Sanayi üretiminin 2009 Aralık ayı sonuçları, abartılı yorumları da
beraberinde getirdi. “Fast-food medya”, yerlerde sürünen 2008 Aralık ayı ile
2009 Aralık aylarını karşılaştıran ve yüzde 25 üretim artışı gösteren veriyi öne
çıkardı. Oysa, yine TÜİK’in mevsimsel ve takvimsel etkilerden arınmış verisi
diyor ki, sanayi üretimi, küresel krizin etkisi altına girilen Ekim 2008’e göre
Aralık 2009’da yüzde 1 geride. Yine de Eylül 2009 sonrası bir üretim
hareketlenmesi var. Bu, önümüzdeki aylarda devam eder mi, bilinmez. Bu üretimin
stoka üretim olması da muhtemel. Çünkü ne dış talepte (AB’nin hali ortada)

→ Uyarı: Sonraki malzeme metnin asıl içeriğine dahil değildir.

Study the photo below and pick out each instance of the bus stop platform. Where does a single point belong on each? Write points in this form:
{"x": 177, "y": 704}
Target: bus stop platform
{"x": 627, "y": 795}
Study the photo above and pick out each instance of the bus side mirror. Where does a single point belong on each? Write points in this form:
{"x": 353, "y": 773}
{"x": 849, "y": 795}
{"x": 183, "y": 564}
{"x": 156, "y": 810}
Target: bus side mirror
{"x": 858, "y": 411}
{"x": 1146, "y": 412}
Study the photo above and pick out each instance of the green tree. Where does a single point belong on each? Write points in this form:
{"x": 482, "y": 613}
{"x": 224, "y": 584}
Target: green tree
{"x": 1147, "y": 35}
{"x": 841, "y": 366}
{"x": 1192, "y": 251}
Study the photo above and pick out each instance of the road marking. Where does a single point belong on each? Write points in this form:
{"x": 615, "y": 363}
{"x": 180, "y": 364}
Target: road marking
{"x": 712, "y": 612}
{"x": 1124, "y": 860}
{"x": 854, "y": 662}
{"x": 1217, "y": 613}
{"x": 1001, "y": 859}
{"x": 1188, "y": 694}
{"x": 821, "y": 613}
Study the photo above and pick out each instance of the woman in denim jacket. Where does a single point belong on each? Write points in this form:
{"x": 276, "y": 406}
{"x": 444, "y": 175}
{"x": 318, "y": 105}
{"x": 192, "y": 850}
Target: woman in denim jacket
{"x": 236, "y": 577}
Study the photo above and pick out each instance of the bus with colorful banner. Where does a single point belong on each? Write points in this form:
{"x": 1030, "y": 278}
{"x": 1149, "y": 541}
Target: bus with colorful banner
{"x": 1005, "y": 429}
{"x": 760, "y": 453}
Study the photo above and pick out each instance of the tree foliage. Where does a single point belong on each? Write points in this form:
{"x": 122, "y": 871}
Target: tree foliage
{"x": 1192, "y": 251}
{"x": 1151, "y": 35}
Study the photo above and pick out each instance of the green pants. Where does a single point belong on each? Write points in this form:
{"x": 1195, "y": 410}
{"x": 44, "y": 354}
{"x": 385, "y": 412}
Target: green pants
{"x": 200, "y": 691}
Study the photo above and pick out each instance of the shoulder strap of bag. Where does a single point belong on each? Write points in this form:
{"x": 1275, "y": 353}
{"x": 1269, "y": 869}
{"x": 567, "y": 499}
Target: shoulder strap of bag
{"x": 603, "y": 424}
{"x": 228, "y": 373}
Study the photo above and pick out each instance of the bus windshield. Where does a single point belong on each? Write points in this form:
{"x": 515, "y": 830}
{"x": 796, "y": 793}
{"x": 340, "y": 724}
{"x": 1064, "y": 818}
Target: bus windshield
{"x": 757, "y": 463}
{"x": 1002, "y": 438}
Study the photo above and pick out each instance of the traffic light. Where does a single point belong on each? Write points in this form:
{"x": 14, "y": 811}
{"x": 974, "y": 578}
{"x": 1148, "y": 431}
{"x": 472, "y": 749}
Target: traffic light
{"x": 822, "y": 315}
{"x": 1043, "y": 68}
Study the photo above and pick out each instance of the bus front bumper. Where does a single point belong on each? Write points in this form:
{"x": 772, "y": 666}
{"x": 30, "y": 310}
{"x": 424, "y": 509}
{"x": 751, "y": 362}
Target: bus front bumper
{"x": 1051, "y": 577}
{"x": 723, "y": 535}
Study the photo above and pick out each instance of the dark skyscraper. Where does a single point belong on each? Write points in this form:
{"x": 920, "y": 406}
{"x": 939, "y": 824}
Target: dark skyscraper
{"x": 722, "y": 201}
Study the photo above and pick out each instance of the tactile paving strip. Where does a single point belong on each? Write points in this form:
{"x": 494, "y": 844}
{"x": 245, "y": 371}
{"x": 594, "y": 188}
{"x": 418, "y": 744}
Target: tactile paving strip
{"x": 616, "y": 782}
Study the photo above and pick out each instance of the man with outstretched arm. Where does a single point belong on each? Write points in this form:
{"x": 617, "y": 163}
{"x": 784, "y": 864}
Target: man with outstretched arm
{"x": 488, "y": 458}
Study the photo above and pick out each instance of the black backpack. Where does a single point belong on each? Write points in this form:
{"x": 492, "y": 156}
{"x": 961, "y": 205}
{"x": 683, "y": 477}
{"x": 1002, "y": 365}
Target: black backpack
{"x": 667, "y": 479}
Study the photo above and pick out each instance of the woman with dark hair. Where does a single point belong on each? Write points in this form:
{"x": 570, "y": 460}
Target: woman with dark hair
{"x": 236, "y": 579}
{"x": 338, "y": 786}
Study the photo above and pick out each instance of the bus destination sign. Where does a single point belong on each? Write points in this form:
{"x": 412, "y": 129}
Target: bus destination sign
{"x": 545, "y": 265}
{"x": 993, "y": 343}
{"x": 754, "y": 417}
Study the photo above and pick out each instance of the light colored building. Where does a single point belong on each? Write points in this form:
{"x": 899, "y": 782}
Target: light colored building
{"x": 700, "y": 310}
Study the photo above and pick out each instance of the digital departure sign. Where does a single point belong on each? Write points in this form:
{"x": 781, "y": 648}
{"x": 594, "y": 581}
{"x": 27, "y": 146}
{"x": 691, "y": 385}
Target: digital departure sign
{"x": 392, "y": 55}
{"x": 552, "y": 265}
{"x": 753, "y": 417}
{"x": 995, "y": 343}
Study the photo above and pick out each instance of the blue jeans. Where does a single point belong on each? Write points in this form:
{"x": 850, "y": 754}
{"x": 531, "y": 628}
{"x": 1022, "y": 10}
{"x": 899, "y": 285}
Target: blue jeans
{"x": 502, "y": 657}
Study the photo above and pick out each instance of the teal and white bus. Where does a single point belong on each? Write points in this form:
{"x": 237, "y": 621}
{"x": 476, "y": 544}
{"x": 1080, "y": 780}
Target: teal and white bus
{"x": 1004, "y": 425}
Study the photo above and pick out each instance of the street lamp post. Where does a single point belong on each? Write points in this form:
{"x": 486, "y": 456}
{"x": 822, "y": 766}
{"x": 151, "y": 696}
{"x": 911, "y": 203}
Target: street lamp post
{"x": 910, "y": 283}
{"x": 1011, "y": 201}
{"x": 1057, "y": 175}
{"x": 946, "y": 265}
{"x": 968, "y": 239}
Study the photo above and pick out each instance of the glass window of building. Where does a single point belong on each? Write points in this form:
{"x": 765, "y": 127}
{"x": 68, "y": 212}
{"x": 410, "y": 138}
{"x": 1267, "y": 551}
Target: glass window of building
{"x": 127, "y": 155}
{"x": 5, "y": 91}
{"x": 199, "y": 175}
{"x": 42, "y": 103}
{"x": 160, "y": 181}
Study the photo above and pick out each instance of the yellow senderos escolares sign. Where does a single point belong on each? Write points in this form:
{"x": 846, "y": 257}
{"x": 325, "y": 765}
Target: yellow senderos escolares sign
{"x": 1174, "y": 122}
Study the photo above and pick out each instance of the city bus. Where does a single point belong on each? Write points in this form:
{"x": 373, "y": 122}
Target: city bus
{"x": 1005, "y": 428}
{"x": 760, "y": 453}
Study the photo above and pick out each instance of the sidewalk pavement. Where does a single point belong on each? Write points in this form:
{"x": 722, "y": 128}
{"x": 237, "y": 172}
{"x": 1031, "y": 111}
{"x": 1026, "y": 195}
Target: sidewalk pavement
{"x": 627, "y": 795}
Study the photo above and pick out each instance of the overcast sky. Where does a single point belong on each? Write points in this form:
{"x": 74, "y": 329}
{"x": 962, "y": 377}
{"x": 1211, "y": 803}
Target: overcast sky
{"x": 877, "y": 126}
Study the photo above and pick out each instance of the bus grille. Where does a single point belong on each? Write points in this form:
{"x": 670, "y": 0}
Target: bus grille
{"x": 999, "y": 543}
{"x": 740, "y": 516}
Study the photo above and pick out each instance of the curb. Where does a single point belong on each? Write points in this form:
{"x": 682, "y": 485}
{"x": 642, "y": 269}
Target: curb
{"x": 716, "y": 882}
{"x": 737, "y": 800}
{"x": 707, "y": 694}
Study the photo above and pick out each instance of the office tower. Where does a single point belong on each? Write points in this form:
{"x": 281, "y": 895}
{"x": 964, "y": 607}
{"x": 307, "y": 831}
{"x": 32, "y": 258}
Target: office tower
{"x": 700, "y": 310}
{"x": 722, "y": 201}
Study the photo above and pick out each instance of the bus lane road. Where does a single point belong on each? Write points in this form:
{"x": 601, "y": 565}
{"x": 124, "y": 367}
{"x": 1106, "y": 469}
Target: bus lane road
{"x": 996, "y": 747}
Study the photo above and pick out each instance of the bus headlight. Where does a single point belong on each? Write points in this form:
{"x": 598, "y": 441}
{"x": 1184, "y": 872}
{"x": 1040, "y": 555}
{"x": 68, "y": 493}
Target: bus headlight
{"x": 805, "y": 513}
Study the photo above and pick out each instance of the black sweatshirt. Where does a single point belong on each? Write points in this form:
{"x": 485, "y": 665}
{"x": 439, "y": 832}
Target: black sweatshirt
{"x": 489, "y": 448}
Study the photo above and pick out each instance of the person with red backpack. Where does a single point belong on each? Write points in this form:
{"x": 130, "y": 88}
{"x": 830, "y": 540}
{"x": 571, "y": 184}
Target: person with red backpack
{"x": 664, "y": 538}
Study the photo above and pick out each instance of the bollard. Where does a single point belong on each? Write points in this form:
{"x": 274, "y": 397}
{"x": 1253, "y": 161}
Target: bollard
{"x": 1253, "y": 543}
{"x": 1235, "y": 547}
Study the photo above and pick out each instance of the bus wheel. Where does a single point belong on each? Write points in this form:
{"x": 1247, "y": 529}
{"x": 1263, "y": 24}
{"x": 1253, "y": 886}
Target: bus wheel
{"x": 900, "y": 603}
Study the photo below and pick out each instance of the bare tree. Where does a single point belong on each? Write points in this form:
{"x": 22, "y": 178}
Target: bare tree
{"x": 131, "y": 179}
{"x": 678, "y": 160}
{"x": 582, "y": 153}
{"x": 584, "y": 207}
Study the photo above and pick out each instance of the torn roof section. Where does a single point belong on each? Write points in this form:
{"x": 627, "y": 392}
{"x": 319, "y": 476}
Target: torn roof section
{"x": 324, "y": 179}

dikkate değer bir düzelme var, ne de iç talepte bir canlanma. Tersine, içeride,
gıda ve konut ihtiyaç kalemleri dışındaki mal ve hizmetlerin fiyatlarının nasıl
süründüğünü TÜFE’den görebiliyoruz. Hele ki giyim ve dayanıklı tüketim
mallarında… Peki, ihraç fiyatları? Yıllık ihracat, 2008’e göre, yüzde 23 düşüşle
2009’da 102 milyar doları bulsa da, şu soruyu sormalı? Kaça satarak bu rakama
ulaşıldı?
Birim ihracat değeri, birim malın fiyatındaki değişimi verir. Birim ihracat
değerleri endeksi, 2009’da enkazın büyümesinin önünün ancak fiyat kırmakla
alınabildiğini gösteriyor. Son verilerden anlıyoruz ki, ihraç ürünlerinin
tamamında fiyatlar, Ekim 2008-Ekim 2009 arası 12 ayda yüzde 6; ihracatın yüzde
93’ünü oluşturan sanayi ürünlerinin fiyatları da yüzde 6.5 düşmüş. Yani çeşitli
sanayi ürünleri fiyatlarının ortalama yüzde 6.5 düşürülmesi pahasına ihracat
düşüşü 30 milyar dolarda frenlenebilmiş. Üstelik, ithalatta yüzde 70 payı olan
aramalı ithalatında yüzde 19 fiyat düşüşü yaşanmışken… Evet, ara malı ithalatın
birim değeri, enerjiden, çeşitli girdilere kadar ithal malların fiyatları, 2008
Ekimi’nden 2009’un Ekimi’ne yüzde 19 düşmüş.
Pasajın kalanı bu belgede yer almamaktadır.